Toyota Motor Corporation
Notice of Change in Conditions for Tender Offer for Treasury Stock and Changes Regarding Treasury Stock Acquisition
The upper limit of the tender offer price for treasury stock has been raised from 2,691 yen to 3,641 yen, and the total acquisition price ceiling has been revised to approximately 4.3412 trillion yen. The number of shares to be acquired remains approximately 1,192,331,020 shares. The tender offer is scheduled to commence in mid-February 2026.
Key Figures
- Total Amount of Treasury Stock Acquisition Price (Upper Limit): 4,341,277,243,820 yen
- Planned Number of Treasury Shares to be Purchased (Upper Limit): 1,192,331,020 shares (ownership ratio 9.15%)

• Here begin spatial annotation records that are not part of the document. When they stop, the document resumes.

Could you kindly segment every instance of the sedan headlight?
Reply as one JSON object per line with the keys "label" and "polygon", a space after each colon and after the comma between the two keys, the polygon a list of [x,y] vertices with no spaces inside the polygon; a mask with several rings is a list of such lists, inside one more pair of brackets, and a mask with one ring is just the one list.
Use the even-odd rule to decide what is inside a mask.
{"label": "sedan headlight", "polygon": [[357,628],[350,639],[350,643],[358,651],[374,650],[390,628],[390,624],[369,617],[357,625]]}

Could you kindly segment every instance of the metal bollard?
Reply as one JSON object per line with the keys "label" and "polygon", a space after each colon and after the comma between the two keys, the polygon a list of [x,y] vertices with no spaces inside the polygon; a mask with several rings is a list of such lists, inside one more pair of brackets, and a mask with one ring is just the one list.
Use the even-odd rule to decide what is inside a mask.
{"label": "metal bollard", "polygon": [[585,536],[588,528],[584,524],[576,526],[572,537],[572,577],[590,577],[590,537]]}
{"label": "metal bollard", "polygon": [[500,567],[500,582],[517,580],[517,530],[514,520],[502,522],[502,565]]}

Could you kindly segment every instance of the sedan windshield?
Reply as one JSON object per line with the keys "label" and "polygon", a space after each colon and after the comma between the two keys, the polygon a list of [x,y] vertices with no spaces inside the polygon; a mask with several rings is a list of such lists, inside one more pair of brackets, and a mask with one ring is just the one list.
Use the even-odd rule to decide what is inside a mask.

- Scheduled Start of Treasury Stock Tender Offer: Mid-February 2026
AI要約
Regarding the Change in Conditions for the Treasury Stock Tender Offer
Toyota Motor Corporation has revised the upper limit of the tender offer price for treasury stock from the previous 2,691 yen to 3,641 yen, the closing price on January 13, 2026, based on a Board resolution dated June 3, 2025. The total acquisition price ceiling has been amended to approximately 4.3412 trillion yen. The planned number of shares to be purchased remains approximately 1,192,331,020 shares (ownership ratio 9.15%). The scheduled start of the tender offer has been postponed to mid-February 2026. The purchase price will be determined by applying a 10% discount to the lower of the closing price on the business day prior to the Board resolution date or the average closing price over the past month, without exceeding the upper limit price.
Purpose of the Transaction and Measures to Ensure Fairness
This treasury stock acquisition aims to support the privatization of Toyota Industries Corporation and enhance the corporate value of the entire Toyota Group. The appropriateness of the transaction conditions has been verified through evaluations by independent third-party appraisers and fairness assurance measures such as establishing an advisory committee, obtaining advice from independent legal counsel, and acquiring a fairness opinion. The pricing is set reasonably, respecting the interests of shareholders. Funding will be covered with internal funds, and sufficient liquidity is expected to be maintained after the acquisition.